Because the housing recovery depends on the economy’s consistent adding of jobs, it remains unlikely that home prices will increase within the next several years. That said, what is a seller to do?
Generally, there are two reasons why a seller sells his/her home:
1. The seller is under duress due to financial or personal hardship.
2. The seller’s needs change and the low cost of re-buying makes good money sense in such a market.
Sellers who stay informed of the current market conditions are more likely to make the best decisions for themselves and their families. There are as many options available to homeowners as there are circumstances. Here are some thoughts to consider while contemplating the possible sale of your home:
1. You have lived in your home for many years. It no longer meets your needs. You have a good deal of equity in the home and if you sell, you will be buying another home that does meet your needs.
If you find yourself in this category, you are very lucky in deed. No matter what the market price is for your home, as long as you make a purchase in the same market, the “hit” will be across the board. Folks refer to this transaction as a “wash”.
2. Your home no longer meets your needs and although you can afford the mortgage you have little to no equity in the home. Contact a professional Realtor and a qualified lender for advice on how to move forward.
3. You can not afford to pay the mortgage and the bank is at the door. You may be eligible for a loan modification. (Be very careful with this one. Scams are widespread and one “red flag” to avoid according to Fox News Contributor Attorney Bob Massi is when any “promise” is made to reduce the principle. It is not done.). You may also be eligible for a short sale wherein the bank agrees to accept less than what is owed on the mortgage because the home is no longer worth the full amount. Contact a professional Realtor who is experienced in short sales.

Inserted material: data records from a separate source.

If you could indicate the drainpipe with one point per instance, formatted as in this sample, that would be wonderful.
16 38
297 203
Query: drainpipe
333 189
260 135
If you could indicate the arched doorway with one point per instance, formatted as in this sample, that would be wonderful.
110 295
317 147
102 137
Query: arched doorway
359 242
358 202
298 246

4. Your home no longer meets your needs and you are considering putting it on the rental market rather than selling it in a buyer’s market. The key question with renting vs selling is “what is your motivation?” If you wish to rent it out now and sell it “when the market comes back”, the unknown is “when”. You will have to do the numbers that involve the carrying costs of the property through the years of uncertainty against the amount of rent that you would be able to receive to offset your debt. You may also wish to ask as many landlords as you can find about their experiences.
5.Your home no longer meets your needs but you think you should just tough it out until the market “comes back”. Once again, the key is “when” you can sell your home for an amount of money that is acceptable to you. Real Trends publisher Steve Murray, a well known economic authority on real estate trends reports that a home purchased in 2005 (the height of the market) will not be worth that purchase price again until approximately 2018. These figures are based on the long road back through joblessness and historic national debt that is increasing by the moment.

There are some truths that remain clear to those who practice in the Real Estate industry. Every home sells at the right price and time. Everybody needs a place to live. The buyers are buying and the banks are lending. The July/2010 report that showed homes sales at their lowest number in 15 years had more to do with the fact that the April tax credit deadline prompted buyers to act more quickly thus lowering their numbers for July.

What is a seller to do? Keep informed and do not be afraid of this market. It is the lack of understanding that may cost you dearly. Your professional Realtor is your best defense against jeopardizing your assets in a market that does not reward gamblers or lightweights. Good Luck!